Die B-Seite (so wir von Vinyl sprechen) beginnt nach dem Intro ´Break´ im gleichen Duktus, wie die A-Seite ausklang. Der Sänger lässt das Brüllen bleiben und bewegt sich innerhalb eines elegant zockelnden Rock-Korsetts, das DAGOBA schon in der Vergangenheit hervorragend stand.

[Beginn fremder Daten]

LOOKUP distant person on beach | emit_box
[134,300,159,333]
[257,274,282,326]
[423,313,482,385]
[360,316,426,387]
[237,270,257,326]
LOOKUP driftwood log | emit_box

Anschließend verläuft die Dynamikkurve praktisch zu den ersten fünf Liedern gespiegelt weiter: Die Band verfällt abermals satten Kopfnicker-Riffs mit derben Vocals und elegischen Kerversen, wobei man als Fan keine neuen Einsichten mehr gewinnt, aber auch nicht enttäuscht wird; gerade ´Summer´s End´ plättet kurz vor Schluss noch einmal richtig eindrucksvoll.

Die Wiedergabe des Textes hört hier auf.